I believe you have a date with Eisenstein, Gance, Gosho, Sjostrom, Bauer, and Medvedkin, my friend.
Ha! Fair enough, though I’ve seen Potemkin and Strike, and both are on my all time 100 favourite films list in my profile. Thanks for the other suggestions, I’m always looking to add to my list of filmmakers to discover.
What the fuck is pure cinema?
At the end of the day, “pure cinema” is only worth thinking about in the context of what you can still do with the medium. I personally like the idea of avoiding mood music and dramatic performances and focusing on the strengths of guys like Chris Marker and Robert Bresson and even Godard in his later stuff.
Not to copy them, but to take their lead of what film as a medium can do.
One of my favorite parts of that film is when the narrator (saying Chris Marker’s words) is explaining a movie that is never going to be made.

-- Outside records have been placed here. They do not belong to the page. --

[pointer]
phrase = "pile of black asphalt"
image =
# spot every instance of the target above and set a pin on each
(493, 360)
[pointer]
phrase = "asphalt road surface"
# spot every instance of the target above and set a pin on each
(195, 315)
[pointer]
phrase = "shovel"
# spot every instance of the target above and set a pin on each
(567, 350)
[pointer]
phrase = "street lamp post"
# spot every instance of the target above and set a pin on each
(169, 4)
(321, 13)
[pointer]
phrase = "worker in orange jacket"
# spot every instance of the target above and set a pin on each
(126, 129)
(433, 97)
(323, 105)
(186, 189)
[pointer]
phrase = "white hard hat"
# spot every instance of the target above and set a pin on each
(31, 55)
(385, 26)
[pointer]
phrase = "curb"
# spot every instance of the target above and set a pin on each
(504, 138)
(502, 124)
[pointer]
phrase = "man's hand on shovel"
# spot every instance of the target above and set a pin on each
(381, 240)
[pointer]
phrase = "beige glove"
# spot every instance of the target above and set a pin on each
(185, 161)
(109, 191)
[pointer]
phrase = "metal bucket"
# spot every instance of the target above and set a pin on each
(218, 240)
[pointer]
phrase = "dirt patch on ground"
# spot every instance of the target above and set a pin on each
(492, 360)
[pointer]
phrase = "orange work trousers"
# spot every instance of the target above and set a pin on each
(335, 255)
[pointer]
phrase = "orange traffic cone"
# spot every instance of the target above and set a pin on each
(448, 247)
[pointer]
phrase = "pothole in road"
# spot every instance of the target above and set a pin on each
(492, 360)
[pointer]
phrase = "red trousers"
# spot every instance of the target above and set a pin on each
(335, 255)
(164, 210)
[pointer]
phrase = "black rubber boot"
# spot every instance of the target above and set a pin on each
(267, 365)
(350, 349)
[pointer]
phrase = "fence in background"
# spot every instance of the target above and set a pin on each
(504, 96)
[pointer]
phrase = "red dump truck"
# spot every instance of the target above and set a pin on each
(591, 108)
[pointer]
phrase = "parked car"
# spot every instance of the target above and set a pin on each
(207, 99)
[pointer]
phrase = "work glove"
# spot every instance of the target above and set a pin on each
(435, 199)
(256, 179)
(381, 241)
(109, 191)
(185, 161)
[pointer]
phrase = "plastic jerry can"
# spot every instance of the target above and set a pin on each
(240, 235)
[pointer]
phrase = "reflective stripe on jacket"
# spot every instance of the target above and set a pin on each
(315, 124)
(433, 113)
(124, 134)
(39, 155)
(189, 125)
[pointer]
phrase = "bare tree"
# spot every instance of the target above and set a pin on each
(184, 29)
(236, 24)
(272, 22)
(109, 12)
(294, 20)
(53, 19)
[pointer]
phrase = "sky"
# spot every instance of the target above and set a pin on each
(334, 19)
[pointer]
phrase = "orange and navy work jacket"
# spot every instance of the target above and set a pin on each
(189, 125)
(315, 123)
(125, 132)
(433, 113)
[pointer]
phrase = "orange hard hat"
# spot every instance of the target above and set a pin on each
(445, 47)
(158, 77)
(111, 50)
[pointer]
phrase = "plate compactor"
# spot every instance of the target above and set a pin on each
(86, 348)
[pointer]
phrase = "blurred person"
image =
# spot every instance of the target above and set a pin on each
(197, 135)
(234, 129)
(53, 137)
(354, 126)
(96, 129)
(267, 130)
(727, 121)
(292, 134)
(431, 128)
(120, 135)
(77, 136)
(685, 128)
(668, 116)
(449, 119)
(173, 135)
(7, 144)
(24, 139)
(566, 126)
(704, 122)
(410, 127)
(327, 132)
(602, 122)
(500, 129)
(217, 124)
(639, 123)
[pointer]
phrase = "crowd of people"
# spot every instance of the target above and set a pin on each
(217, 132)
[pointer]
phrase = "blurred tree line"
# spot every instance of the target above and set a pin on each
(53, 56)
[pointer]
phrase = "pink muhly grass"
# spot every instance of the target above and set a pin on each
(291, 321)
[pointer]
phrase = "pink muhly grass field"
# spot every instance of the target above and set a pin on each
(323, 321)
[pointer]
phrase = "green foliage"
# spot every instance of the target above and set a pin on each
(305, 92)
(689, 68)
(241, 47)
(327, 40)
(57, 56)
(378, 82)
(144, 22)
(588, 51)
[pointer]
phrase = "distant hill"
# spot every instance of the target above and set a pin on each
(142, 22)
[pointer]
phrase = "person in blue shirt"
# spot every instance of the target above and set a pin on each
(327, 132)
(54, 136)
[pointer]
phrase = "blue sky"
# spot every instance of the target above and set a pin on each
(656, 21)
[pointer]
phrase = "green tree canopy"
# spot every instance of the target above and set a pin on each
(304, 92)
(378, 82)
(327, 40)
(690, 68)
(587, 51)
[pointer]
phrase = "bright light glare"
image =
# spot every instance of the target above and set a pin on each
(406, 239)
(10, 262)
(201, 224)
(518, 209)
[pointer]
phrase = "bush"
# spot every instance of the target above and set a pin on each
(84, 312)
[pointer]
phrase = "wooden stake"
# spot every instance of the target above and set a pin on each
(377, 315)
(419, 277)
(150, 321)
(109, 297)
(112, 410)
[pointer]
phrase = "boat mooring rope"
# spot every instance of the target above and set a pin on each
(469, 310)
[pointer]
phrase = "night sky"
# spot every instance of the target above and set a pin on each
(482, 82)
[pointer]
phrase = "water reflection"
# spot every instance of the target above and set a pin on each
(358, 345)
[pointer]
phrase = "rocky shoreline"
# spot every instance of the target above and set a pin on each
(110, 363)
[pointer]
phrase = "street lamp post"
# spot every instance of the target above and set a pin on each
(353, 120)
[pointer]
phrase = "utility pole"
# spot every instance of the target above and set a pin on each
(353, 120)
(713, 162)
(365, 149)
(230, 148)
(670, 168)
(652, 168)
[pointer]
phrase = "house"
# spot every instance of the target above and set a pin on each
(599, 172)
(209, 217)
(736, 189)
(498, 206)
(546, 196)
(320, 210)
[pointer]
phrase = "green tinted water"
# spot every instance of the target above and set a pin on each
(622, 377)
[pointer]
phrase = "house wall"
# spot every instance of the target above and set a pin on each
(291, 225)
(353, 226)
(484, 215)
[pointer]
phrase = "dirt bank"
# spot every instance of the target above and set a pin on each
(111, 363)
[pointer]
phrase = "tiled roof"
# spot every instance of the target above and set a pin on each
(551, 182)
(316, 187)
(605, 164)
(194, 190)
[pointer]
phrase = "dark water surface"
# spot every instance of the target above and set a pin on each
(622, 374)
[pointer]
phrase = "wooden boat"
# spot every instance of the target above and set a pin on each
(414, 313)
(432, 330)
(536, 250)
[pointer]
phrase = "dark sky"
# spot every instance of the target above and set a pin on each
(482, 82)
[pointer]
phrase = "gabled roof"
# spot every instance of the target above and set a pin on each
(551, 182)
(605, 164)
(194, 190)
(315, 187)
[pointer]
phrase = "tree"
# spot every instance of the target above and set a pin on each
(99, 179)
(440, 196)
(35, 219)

When she says “I even have a title…the same name of those Moussorgsky song cycles: Sunless” I just get a huge lump in my throat. Something about the human spirit slyly bursts through in this moment: you are watching a film that was never meant to be born, yet by some miracle, it exists. It’s such a small implication but it really hits me so unbelievably hard that I don’t think I can fully translate how deeply I can relate to what is (not) being said here.
The soundscape, the words being said, the editing and the image on the screen are all so insanely evocative. It reminds me of the final segment of Kiarostami’s “Close-Up”. The sound cutting out makes the entire scene so sublime and so emotional and I really can’t tell you why…the struggle with filmmaking and technology, that feeling that the filmmakers want you to experience this dialogue, but the damned microphone is cutting out. But they film it anyway. There again is something so triumphant in that scene, and staged or not, it’s still a genius scene.
Those are the things I want to bring out in my own work, unconsciously. And I think moving away from standard dramaturgy and actors’ performances will help bring these things out in anyone’s work.